Mauthner geht sogar so weit von „Tatsachen des Bewußtseins“ (Mauthner 2/1906, S.472) bzw. von „Tatsachen unseres Seelenlebens“ (Mauthner 2/1906, S.236) zu sprechen, was sich zunächst wie eine contradictio in adjecto anhört, da Tatsachen immer als im engeren Sinne ‚empirische‘, d.h. physikalische Tatsachen verstanden werden. Nimmt man aber ‚Tatsachen‘ als eine Zusammenfügung aus ‚Tat‘ und ‚Sache‘, so haben wir es hier eher mit Erlebnisqualitäten zu tun, als mit Physik. Wie glücklich oder unglücklich so eine Formulierung auch immer sein mag, so spricht sie doch immerhin den Phänomenen des Seelenlebens eine objektive Qualität zu. Die Seele ist eben doch mehr als nur ein „leeres Wortgespenst“. (Vgl. Mauthner 2/1906, S.243)

An wieder anderer Stelle bezeichnet Mauthner „(p)sychische Ursachen“ als „alltäglichste Tatsachen“, was auf eine Verbindung seelischer Phänomene mit der Lebenswelt hinauslauft, die ich in diesem Blog immer wieder als ein Bewußtseinsphänomen dargestellt habe. (Vgl.u.a. meine Posts vom 23.01. und 05.02.2011 und vom 09.01.2012)

Mauthner ist sich auch durchaus über den phänomenalen Charakter dieser Bewußtseinstatsachen im Klaren, die man, so Mauthner, „seit zwei Jahrtausenden“ als „Bilder“ bezeichnet: „Von Platon bis Taine handelt alle Psychologie von diesen Bildern. Wir haben vergessen, daß ίδεα ein Bild, eine Gestalt bedeutete, und daß die Metapher des Bildes irgendwie mitverstanden wird, wenn wir es in allen philosophisch eingeschulten Sprachen, mehr oder weniger verblaßt, für die Urbilder der Dinge oder für ihre Urformen, dann für die Zielformen des Denkens oder Handelns, endlich (in der Umgangssprache) für allgemeine Erinnerungen gebrauchen.“ (Mauthner 2/1906, S.236f.)

Allerdings schränkt Mauthner die Erlebnisqualität dieser bildhaften Wahrnehmungen, ihre Gestaltqualität, gleich wieder ein, wenn er anmerkt, „daß wir uns überhaupt nichts mehr bei dem Begriffe Bild denken können, sobald von Wahrnehmungen des Geruchs, des Geschmacks u.s.w. die Rede ist.“ (Vgl. Mauthner 2/1906, S.237) – Anders als Plessner, der diese Sinneseindrücke auf ihre spezifische Bewußtseinsqualität hin befragt, verstummt Mauthner an dieser Stelle. Ihm fällt nichts weiter dazu ein.

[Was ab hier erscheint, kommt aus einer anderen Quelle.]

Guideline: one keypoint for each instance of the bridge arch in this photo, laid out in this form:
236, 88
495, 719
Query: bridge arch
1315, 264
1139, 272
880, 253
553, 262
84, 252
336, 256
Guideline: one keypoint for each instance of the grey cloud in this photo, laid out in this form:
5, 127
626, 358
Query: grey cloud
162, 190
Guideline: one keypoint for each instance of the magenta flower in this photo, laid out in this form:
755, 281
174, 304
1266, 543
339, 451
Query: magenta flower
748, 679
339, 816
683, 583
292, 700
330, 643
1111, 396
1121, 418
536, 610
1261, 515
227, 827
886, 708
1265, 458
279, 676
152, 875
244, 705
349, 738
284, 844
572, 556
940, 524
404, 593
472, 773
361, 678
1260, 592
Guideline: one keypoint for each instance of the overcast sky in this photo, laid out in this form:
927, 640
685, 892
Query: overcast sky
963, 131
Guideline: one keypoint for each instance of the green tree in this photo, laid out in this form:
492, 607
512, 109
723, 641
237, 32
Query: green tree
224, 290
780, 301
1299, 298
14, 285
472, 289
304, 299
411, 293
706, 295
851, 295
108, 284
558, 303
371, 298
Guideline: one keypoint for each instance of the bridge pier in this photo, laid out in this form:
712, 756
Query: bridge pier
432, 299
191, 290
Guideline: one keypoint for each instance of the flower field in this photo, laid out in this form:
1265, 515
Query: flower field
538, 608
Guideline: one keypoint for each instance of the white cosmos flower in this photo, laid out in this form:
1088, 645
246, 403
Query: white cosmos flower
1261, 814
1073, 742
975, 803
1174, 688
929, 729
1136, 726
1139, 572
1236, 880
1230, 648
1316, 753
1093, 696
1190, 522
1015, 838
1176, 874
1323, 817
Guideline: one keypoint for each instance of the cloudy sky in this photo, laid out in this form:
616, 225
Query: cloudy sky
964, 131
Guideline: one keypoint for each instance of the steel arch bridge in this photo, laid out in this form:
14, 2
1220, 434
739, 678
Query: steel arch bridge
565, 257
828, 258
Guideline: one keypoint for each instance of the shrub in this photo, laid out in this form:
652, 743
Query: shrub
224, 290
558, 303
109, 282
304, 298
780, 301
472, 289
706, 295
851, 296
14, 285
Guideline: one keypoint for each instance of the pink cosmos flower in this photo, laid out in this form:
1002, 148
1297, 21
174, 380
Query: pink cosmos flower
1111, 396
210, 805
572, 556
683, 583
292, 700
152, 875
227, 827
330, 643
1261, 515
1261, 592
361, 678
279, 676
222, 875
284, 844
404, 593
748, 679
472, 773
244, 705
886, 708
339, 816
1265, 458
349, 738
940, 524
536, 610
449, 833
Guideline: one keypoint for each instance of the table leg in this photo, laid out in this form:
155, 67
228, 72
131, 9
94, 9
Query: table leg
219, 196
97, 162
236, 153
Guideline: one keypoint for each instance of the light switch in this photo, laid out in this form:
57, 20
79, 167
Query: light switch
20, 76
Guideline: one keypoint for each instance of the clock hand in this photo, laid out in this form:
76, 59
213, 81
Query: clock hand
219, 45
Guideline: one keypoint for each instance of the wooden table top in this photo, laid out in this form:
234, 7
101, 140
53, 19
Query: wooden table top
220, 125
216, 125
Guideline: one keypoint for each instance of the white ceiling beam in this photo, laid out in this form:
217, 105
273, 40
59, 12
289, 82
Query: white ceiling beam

Anstatt die Phänomene auf sich wirken zu lassen, sie gleichsam in die Hand zu nehmen und zu ertasten, sie in ihrer ganzen Dinghaftigkeit auf sich wirken zu lassen, beschränkt sich Mauthner darauf, die Unmöglichkeit zu konstatieren, genau das zu tun: „Wir können an die Gegenstände nicht unmittelbar heran, wir besitzen von ihnen nur unsere Ideen und Vorstellungen, können diese also immer nur mit sich selber, nie mit ihrem Ding-an-sich vergleichen. Bliebe also nichts übrig, als in der Wahrheit die Übereinstimmung unserer Ideen und Sätze miteinander zu sehen, die formale Wahrheit. ... die Übereinstimmung der Begriffe oder Worte mit sich selbst, d.h. mit ihrer Anwendung durch den objektiven Menschengeist ist – der Gebrauch der Sprache ...“ (Mauthner 2/1906, S.694)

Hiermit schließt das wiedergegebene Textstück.